Mutual Enhancement of Large Language and Reinforcement Learning Models through Bi-Directional Feedback Mechanisms: A Planning Case Study
Shangding Gu
TL;DR
The paper addresses how to effectively harness LLMs to assist RL planning while enabling RL feedback to refine LLM guidance through a bi-directional teacher-student framework in a cooperative setting. It formalizes an iterative, feedback-driven collaboration where LLMs provide high-level instructions to accelerate RL exploration and RL agents critique and improve subsequent LLM guidance. Empirical evaluation on the BabyAI GoToRedBallNoDists-v0 task within the Lamorel framework shows higher performance and faster convergence than the baseline using an 80M-parameter LLM, across 40 and 2100 iteration budgets. The work demonstrates a practical, robust planning paradigm with potential for safe deployment in imperfect-information environments and lays groundwork for extending to more complex, real-world tasks.
Abstract
Large Language Models (LLMs) have demonstrated remarkable capabilities for reinforcement learning (RL) models, such as planning and reasoning capabilities.

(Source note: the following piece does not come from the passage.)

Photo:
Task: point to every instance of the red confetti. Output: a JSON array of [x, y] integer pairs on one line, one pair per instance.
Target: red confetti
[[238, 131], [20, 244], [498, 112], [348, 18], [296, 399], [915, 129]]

However, the problems of LLMs and RL model collaboration still need to be solved. In this study, we employ a teacher-student learning framework to tackle these problems, specifically by offering feedback for LLMs using RL models and providing high-level information for RL models with LLMs in a cooperative multi-agent setting. Within this framework, the LLM acts as a teacher, while the RL model acts as a student. The two agents cooperatively assist each other through a process of recursive help, such as "I help you help I help." The LLM agent supplies abstract information to the RL agent, enabling efficient exploration and policy improvement. In turn, the RL agent offers feedback to the LLM agent, providing valuable, real-time information that helps generate more useful tokens. This bi-directional feedback loop promotes optimization, exploration, and mutual improvement for both agents, enabling them to accomplish increasingly challenging tasks. Remarkably, we propose a practical algorithm to address the problem and conduct empirical experiments to evaluate the effectiveness of our method.